NC poultry plant closing; 950 workers to lose jobs

RALEIGH, N.C. (AP) — Poultry processor House of Raeford Farms Inc. said Thursday that it will close a turkey slaughtering plant that employs 950 people after years of declining or flat consumption of its frozen turkey products.

House of Raeford spokesman David Witter said the decision was not related to a three-year federal environmental crimes case that ended with sentencing two weeks ago.

“It was absolutely just a business decision,” Witter said. “It had absolutely nothing to do with that matter or anything else.”

A judge placed the company on two years of probation and assessed a $150,000 fine for knowingly committing Clean Water Act violations. Operators of the plant now closing in Raeford discharged untreated wastewater containing turkey blood and internal organs directly into Raeford’s municipal sewage treatment plant, prosecutors said.

The family-owned, Rose Hill-based company will shut down the plant later this year and shift more heavily into chicken products, after fulfilling contracts for frozen turkeys for the Thanksgiving and Christmas season, Witter said. Workers will receive severance packages, priority hiring opportunities at other plants, and job placement help, the company said.

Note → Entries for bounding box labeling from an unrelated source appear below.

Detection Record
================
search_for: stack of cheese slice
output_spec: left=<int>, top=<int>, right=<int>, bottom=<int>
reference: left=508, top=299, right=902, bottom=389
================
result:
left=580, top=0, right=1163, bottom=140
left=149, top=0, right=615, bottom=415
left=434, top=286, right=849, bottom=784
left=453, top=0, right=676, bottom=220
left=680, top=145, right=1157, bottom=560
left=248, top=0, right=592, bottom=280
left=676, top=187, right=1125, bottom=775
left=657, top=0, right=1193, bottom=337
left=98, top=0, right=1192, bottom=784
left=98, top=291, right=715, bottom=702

A turkey hatchery in Rose Hill that employs 30 also will close, with most of those workers offered jobs at other company facilities. About 140 farms near the closing plant will see the end of their contracts to supply turkeys to House of Raeford, but the company said it will ask the facilities whether they want to shift to raising chickens.

A second plant in Raeford that employs 400 and processes lunch meat, ground turkey and chicken, and battered and breaded poultry nuggets will remain open, the company said.

Privately-owned House of Raeford processes chickens and turkeys at plants in North Carolina, Georgia, South Carolina and Louisiana. The company’s chicken division includes about 5,300 employees, 2,300 of them in North Carolina.

Chicken represents more than 90 percent of the company’s sales and has grown considerably, while last year’s Midwest drought, high corn prices, and falling turkey prices have hurt profits from turkey, the company said.

“We intend to further expand the chicken business over the next two to three years so that our increased chicken volume will replace the turkey production we are phasing out,” House of Raeford CEO Bob Johnson said.